Well, first of all, we didn’t measure LOC. And even if we did, my engineers were creating different types of software, and at the same time doing Systems Engineering work, Software Quality work, etc., so it is meaningless to try to compare a LOC metric to the Freedonia coders, especially when the metric is not properly defined.

Today we have all sorts of measures and metrics for software development that were not widely known or used back then, and some of them hint at productivity. Most, however, when used properly, really show us how well the team is working, and by extension, areas where process improvement may have its largest return. There is Velocity, Burn Down, Customer Satisfaction measures, etc. The list goes on and on. And these measures are most useful to tell us where to focus our attention on things that may positively or negatively affect productivity, rather than to directly compare against another team or industry. However, when measures are compared to others doing similar work, any significant difference in the value of the measure should elicit the question “What are they doing that we aren’t”, and hopefully it isn’t just that they measure it differently!

For me, the answer wasn’t any of these. What I thought was important was to see how well we were performing against our estimates, since our estimates were used in the bid for the work. If we weren’t profitable then generally our productivity was questioned, and since it is hard to manage what you don’t measure, gets us back to the original question. Our answer was to use Earned Value to give us a comparison to our work plan, and as a side benefit it provided useful real-time feedback on how work was progressing on that plan. So the definition of productivity was related to our variance to the plan.

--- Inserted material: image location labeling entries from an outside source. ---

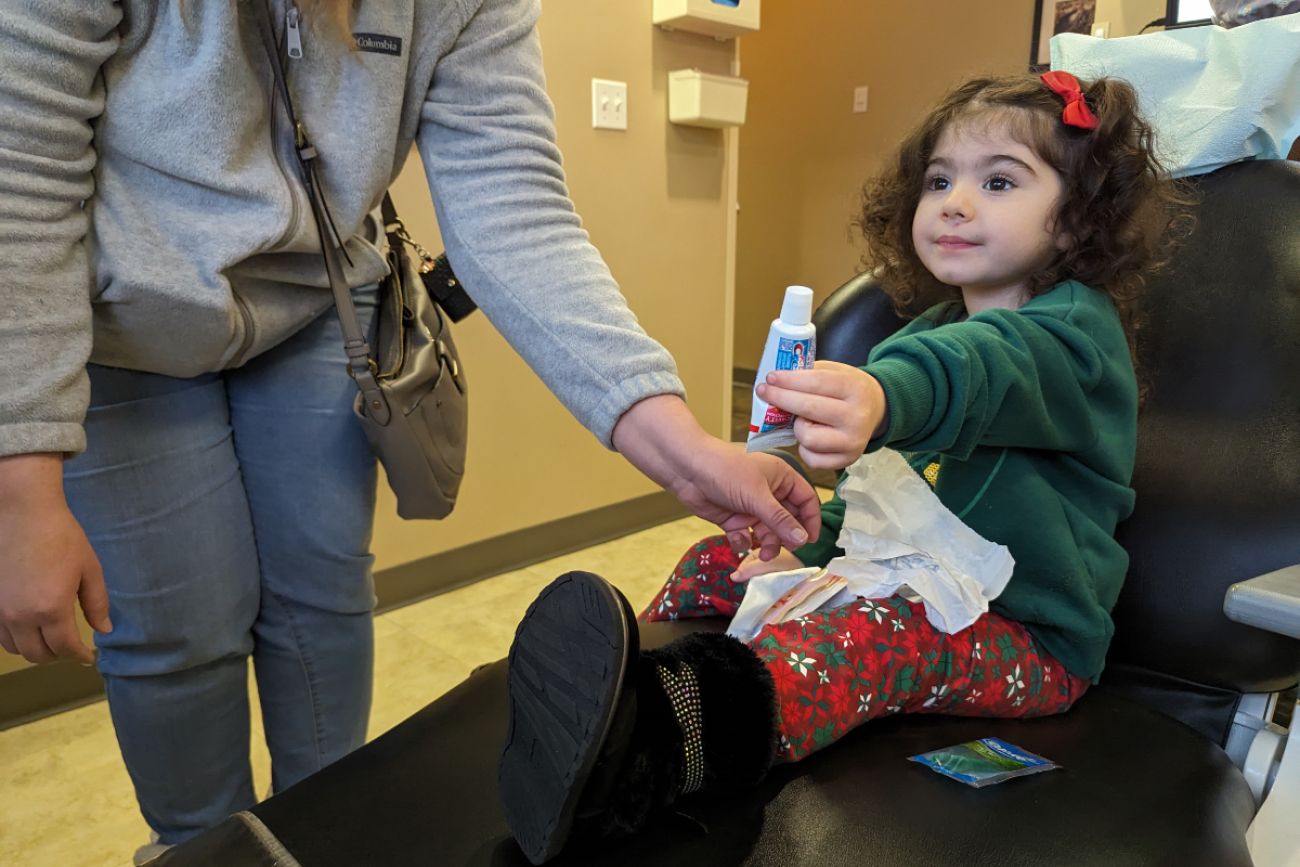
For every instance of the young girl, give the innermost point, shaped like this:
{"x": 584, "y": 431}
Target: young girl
{"x": 1030, "y": 209}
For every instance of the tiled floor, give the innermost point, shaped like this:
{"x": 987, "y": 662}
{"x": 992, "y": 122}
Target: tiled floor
{"x": 66, "y": 797}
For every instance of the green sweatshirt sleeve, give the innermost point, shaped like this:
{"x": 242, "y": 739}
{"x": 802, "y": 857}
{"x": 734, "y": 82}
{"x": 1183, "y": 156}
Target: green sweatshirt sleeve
{"x": 1018, "y": 378}
{"x": 824, "y": 549}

I’ll get into Earned Value in another blog post, and there are many good resources on the web for EV. I know you may be thinking just inflate your initial estimates and productivity will improve. However, since we wouldn’t get any more work by pricing ourselves out of the market, there was always intense pressure to improve and to be optimistic in our estimates. The fog of optimism will be another future blog post. Earned Value worked for us, and not just for software engineering, but all engineering disciplines where standard work is not applicable.